When a distant relative, acquaintance, coworker, or friend’s family member passes, it is sometimes difficult to determine whether or not to attend the wake. So when is it appropriate to do so, and under what circumstances can you forego attending? Here are some guidelines:
Keep in mind that a wake is an opportunity to express your respect and love for the deceased as well as an opportunity to show sympathy to the family. If you are close to a family member of the deceased, it may be comforting to the family to see you at the wake. Even if it is a short visit, there is a kind gesture in attending, signing in, and paying your condolences. This gesture goes a long way and is not usually forgotten.
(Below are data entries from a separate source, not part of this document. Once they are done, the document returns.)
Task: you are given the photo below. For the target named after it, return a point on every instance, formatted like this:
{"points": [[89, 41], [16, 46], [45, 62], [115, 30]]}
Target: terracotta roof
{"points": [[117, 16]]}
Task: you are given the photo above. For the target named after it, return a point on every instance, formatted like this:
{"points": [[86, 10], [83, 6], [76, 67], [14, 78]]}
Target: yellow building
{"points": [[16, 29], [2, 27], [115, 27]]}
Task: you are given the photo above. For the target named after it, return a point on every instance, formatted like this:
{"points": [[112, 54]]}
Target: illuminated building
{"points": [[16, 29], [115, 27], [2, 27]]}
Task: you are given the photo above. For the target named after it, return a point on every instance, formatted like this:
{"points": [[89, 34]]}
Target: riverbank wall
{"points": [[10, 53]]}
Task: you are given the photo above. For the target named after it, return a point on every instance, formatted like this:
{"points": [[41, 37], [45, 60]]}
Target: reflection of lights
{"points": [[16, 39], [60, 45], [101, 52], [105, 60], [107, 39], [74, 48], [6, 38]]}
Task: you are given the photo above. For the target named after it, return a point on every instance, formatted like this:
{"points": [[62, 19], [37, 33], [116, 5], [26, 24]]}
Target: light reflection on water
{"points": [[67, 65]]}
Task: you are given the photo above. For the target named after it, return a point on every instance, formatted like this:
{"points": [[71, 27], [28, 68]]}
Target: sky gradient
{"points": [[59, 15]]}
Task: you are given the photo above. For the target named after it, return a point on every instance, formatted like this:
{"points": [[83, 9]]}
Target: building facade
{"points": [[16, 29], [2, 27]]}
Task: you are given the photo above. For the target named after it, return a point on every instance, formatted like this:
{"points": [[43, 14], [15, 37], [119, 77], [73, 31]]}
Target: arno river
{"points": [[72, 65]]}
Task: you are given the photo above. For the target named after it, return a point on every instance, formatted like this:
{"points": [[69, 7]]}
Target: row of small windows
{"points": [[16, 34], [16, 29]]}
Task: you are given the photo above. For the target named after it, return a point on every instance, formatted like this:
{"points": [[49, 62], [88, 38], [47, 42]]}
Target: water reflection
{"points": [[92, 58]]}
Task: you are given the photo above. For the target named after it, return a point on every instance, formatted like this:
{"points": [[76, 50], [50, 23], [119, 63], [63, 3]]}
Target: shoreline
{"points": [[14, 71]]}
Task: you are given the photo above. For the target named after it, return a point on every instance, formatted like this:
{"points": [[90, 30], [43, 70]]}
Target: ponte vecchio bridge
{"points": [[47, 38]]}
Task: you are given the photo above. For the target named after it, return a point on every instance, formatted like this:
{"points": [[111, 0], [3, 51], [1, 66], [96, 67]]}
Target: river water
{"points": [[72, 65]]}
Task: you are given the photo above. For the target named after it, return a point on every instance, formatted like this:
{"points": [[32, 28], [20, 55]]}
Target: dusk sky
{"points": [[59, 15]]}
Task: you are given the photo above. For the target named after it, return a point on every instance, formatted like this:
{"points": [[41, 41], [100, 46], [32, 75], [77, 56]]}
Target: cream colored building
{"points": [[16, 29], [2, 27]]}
If you knew the deceased, but are not sure if you were close enough to them, ask yourself how affected you are by the news. If you were affected by the death in a strong way, attending the wake can give you closure and forward you through the grieving process. Remember, It’s okay to do it for reasons other than to comfort the family.
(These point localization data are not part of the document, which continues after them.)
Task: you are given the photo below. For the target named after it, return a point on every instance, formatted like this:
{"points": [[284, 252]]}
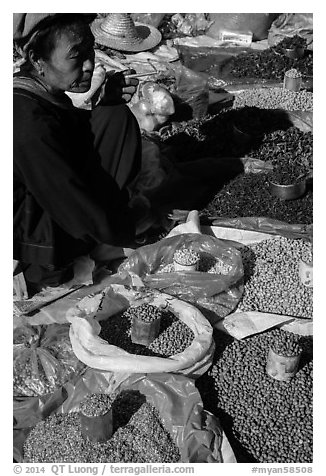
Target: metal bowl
{"points": [[294, 53], [288, 192], [241, 137]]}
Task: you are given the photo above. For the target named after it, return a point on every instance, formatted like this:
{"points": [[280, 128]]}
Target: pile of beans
{"points": [[271, 278], [275, 98], [174, 335], [286, 344], [145, 312], [186, 256], [248, 196], [289, 42], [139, 437], [96, 404], [266, 420], [207, 264], [269, 64]]}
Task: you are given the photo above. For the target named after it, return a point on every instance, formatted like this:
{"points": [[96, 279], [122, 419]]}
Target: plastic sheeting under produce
{"points": [[219, 293], [196, 432], [99, 354]]}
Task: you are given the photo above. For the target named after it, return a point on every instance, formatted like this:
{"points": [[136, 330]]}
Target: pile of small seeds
{"points": [[96, 404], [30, 381], [174, 336], [286, 344], [207, 264], [271, 278], [265, 420], [139, 437], [145, 312], [293, 73], [290, 42], [239, 199], [275, 98], [269, 64], [293, 146], [186, 256]]}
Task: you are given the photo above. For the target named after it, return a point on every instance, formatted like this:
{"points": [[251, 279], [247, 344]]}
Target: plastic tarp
{"points": [[243, 324], [97, 353], [219, 293], [196, 432]]}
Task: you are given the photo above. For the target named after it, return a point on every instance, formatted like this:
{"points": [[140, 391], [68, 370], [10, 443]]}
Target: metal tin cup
{"points": [[97, 429], [292, 84], [144, 333], [306, 273], [281, 367], [288, 192], [185, 267], [295, 52]]}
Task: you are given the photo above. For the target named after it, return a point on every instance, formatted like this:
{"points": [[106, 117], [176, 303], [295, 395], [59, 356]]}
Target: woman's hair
{"points": [[43, 40]]}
Another circumstance that often comes up is when it pertains to the death of a coworker or a coworker’s loved one. Again, you should start by evaluating how close your relationship is/was with the coworker and determine whether to go or not from there. If you work closely with him or her, you may want to consider a visit to the wake, even if it is short. Otherwise, a sympathy card is a sufficient expression of sympathy.
One of the only circumstances that would be deemed “unacceptable” for you to attend a wake is if the family has opted for a private funeral service, which means that attendance is by invitation only. Unless requested by the family, you should not attend a private funeral or wake.
Remember that a wake is not only an opportunity to pay respect and show love for the deceased, but also a time to offer you closure and show sympathy and comfort to the family of the deceased. Follow your heart and your feelings when deciding whether you should attend a wake.